Development of Base Editors for safer genome editing – safeEdit
Base editors are a new class of genomic editing tools and derive from the fusion of a DNA-targeting domain (typically Cas9) with a deaminase that induces base-specific editing. To limit unwanted mutations from aspecific activity of the deaminase on both RNA and DNA, we have developed mutants of the APOBEC1 deaminase to generate new base editors for safer genome editing and gene therapy.

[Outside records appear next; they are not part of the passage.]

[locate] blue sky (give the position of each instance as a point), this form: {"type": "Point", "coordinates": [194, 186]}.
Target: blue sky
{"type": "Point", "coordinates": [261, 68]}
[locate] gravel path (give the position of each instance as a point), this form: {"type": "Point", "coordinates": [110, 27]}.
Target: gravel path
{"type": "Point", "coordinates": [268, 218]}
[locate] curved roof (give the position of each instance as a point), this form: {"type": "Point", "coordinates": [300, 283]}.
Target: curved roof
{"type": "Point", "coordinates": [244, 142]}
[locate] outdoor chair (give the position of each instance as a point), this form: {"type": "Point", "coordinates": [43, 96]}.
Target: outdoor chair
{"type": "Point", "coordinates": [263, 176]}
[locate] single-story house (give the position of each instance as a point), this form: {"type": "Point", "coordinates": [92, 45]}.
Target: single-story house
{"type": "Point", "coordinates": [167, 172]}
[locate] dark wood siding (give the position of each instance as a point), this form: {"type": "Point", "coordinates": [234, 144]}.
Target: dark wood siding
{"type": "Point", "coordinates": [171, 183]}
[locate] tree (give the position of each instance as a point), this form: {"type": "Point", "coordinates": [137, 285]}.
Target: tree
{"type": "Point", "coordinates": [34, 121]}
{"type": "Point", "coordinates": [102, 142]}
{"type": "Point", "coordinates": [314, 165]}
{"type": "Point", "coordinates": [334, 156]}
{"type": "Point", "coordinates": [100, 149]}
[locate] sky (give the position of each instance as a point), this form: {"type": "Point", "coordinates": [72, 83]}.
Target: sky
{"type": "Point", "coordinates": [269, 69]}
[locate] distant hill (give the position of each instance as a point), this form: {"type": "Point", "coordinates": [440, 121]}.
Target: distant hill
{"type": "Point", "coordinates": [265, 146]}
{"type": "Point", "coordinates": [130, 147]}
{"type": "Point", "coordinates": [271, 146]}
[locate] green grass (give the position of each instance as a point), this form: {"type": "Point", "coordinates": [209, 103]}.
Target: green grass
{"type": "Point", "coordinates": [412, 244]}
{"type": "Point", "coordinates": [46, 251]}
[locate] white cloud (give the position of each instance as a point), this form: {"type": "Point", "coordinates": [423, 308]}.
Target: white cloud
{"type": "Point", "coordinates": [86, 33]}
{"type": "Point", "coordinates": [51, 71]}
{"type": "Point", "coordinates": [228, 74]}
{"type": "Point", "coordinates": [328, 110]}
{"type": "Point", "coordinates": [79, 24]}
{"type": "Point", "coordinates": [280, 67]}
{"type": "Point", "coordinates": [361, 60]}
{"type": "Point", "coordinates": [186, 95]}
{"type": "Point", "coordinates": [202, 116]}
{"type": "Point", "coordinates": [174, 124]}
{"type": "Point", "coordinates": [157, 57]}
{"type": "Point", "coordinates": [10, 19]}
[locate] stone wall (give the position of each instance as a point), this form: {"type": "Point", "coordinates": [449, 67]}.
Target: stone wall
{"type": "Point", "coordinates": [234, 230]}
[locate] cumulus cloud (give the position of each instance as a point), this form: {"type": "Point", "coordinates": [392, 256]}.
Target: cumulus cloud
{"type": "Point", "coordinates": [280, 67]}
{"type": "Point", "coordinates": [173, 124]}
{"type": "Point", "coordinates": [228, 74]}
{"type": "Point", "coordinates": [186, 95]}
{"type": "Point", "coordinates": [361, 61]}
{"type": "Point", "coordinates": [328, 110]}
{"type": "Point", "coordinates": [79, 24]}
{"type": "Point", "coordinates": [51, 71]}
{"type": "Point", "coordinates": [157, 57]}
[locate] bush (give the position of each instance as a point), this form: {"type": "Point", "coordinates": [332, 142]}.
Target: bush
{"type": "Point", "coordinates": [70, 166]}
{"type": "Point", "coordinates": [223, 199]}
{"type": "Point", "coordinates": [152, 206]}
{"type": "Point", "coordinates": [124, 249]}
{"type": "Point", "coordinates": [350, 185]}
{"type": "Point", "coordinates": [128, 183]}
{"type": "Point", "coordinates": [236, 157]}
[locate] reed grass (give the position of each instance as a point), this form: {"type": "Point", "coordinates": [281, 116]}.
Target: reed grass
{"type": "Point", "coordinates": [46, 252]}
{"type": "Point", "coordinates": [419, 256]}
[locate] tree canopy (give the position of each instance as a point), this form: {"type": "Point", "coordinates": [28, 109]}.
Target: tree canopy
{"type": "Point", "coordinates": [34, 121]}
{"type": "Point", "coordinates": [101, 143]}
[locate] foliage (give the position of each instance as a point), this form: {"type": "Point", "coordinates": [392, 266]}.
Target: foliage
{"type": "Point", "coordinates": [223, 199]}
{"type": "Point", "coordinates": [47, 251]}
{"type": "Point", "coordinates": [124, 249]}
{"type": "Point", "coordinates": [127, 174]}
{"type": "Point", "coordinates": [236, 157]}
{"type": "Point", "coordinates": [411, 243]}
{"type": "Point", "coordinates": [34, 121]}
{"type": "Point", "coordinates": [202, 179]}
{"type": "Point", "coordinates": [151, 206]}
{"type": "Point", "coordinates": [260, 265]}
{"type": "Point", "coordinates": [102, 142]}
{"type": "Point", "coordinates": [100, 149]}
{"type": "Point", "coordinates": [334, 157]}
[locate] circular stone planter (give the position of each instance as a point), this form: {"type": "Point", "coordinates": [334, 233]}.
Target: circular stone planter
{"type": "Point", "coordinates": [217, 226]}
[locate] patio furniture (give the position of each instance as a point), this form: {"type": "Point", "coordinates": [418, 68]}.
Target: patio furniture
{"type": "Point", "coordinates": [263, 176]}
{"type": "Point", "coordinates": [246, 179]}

The main issue with the use of Base Editors regards the introduction of random mutations, known as off-targets, in the cell genome and transcriptome. To address this problem, we have selected a series of mutants of APOBEC1, a deaminase that acts on both DNA and RNA and is used for C>T or G>A editing, through bacterial screenings starting from a pool generated by mutagenic PCR. These mutants retain the ability to mutate DNA, but are unable to edit RNA. We then fused these APOBEC1 mutants with Cas9 to create new Base Editors. Sequencing experiments have confirmed their specificity and their reduced off-target activity, both on DNA and RNA. These new Base Editors can be used for safer genome editing and gene therapy, with a reduced risk of unintended mutations. TRL=3
- Safe and controlled DNA editing;
- Gene therapy for diseases characterized by DNA alterations: Cancer, Genetic diseases, Rare Diseases;
- Genome Editing for biotechnology and agrifood applications.
- Lack of off-target effects, neither on DNA nor on RNA;
- Versatility of the system in the genome editing field.